As discussed in Part One of this series, healthcare services may be divided into two general categories, i.e., clinical related and nonclinical related, with these categories further defined by the specific tasks, duties, responsibilities, and accountabilities (TDRAs) involved in each.1 Due to the many permutations and combinations of TDRAs that may be present in various healthcare service roles, careful analysis is warranted to ensure that the subject services (i.e., those services under consideration in the valuation engagement) are classified into an appropriate category for benchmarking and other valuation related purposes.2

One subcategory of healthcare services that mandates careful consideration by the valuation analyst is physician on-call services, which denotes the requirement that a physician be responsible for providing professional clinical services to patients who may need care during a time other than typical physician practice office hours (e.g., on evenings, weekends, and holidays) at various sites of services, including hospital emergency departments, trauma centers, and birthing centers.3 This third installment in the four-part Health Capital Topics series on the classification and valuation of physician compensation for healthcare services will focus on physician on-call services in the healthcare industry.

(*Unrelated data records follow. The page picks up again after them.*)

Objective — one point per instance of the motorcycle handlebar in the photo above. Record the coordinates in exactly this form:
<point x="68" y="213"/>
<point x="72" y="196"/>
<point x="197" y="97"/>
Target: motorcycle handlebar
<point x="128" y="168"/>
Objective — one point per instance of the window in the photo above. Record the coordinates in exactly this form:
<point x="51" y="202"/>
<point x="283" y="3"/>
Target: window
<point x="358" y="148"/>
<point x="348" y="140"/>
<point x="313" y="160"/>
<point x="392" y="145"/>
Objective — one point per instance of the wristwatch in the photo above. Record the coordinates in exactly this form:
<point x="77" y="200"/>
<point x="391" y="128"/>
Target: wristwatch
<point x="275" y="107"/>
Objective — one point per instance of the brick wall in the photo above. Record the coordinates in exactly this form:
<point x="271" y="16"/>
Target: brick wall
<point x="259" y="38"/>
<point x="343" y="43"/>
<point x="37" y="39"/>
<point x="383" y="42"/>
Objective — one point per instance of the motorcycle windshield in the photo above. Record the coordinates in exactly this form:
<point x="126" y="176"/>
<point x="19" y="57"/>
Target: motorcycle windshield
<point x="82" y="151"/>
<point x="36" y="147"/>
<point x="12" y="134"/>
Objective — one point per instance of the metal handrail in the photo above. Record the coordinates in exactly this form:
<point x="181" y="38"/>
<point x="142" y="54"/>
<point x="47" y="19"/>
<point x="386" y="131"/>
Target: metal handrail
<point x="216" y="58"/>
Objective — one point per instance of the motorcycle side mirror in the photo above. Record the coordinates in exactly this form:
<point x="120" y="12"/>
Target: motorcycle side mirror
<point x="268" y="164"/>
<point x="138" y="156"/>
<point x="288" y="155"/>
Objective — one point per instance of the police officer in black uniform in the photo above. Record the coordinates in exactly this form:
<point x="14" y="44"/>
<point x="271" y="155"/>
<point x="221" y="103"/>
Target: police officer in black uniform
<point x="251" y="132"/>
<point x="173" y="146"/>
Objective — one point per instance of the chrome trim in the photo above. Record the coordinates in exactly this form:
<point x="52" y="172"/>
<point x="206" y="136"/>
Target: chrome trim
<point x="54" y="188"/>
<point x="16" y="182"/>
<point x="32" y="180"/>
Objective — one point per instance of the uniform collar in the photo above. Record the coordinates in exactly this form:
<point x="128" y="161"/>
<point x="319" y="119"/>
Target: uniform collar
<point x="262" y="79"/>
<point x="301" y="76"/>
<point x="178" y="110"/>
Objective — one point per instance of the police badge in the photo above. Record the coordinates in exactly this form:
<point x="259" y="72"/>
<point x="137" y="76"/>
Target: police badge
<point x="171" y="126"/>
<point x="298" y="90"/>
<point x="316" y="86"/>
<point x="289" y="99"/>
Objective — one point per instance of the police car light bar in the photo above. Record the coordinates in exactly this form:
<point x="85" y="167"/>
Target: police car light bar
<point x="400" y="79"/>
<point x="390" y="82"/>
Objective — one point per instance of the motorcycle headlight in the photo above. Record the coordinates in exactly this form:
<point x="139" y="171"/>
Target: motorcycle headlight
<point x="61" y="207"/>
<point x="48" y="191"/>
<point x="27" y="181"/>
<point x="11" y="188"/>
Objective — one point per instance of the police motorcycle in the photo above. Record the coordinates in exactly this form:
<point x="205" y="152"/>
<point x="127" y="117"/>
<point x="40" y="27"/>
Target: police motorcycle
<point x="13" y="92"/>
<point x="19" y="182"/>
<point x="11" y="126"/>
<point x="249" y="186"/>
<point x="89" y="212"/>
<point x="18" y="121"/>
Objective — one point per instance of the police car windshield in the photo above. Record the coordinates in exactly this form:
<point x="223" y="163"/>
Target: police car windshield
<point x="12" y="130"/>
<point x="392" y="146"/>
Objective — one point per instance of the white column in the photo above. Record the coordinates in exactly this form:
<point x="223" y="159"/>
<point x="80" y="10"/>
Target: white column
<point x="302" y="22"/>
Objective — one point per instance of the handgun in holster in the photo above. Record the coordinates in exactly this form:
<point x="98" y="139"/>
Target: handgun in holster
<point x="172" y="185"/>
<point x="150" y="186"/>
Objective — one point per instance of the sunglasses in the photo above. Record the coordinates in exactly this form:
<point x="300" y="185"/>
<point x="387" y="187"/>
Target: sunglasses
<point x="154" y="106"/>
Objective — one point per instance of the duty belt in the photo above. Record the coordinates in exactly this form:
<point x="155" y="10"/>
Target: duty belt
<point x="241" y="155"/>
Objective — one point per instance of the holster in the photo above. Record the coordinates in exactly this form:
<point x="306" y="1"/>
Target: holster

Similar to the valuation of compensation arrangements for other physician clinical services (discussed in Part One of this series), the economic value analysis for determining Fair Market Value (FMV) for physician on-call services should be focused on the economic benefits reasonably expected to be derived from the use or utility of the services in the future, bounded by the cost of an equally desirable substitute, or one of equal utility, for each of the elements of economic benefit (or utility) to be derived from the right to control the services to be performed.4

As set forth in two Advisory Opinions by the Office of the Inspector General of  Health and Human Services (May 2009 and March 2013), compensation for physician on-call services should be based on services actually rendered.5 Further, reliance on the physician’s “lost opportunity cost” as the sole basis for determining physician on-call services compensation may not be considered an efficacious methodology for determining whether a compensation arrangement meets the regulatory thresholds of FMV and commercial reasonableness.6

In developing the valuation analysis related to physician on-call services, the valuation analyst will need to obtain the requisite documents related to the proposed compensation arrangement(s), including:7

  1. The proposed agreement(s) for on-call services (including a detailed description of all TDRAs related to the services to be performed);
  2. The time requirements, e.g., the number of hours or number of shifts per week anticipated under the proposed arrangement;
  3. The number of times the current (specialty specific) on-call physician was (a) paged and (b) required to be present at the hospital for the last two years;
  4. The curriculum vitae for each physician performing the on-call services;
  5. Documentation as to the board certification, qualifications, and tenure of those providers performing on-call services under similar agreements;
  6. The medical staff bylaws and roster;
  7. Agreements for other similar positions at the employer entity, including the scope of services to be performed under each of those agreements;
  8. Documentation as to the size of the employer, number of patients, acuity levels of patients, and specific needs related to the organization; and,
  9. Documentation of historical clinical productivity, measured in work Relative Value Units (wRVUs), gross charges, net revenue, or count by Current Procedural Terminology (CPT) code for an applicable time period (typically the last two years or more, depending on the facts and circumstances) to establish a relevant trend for forecasting purposes.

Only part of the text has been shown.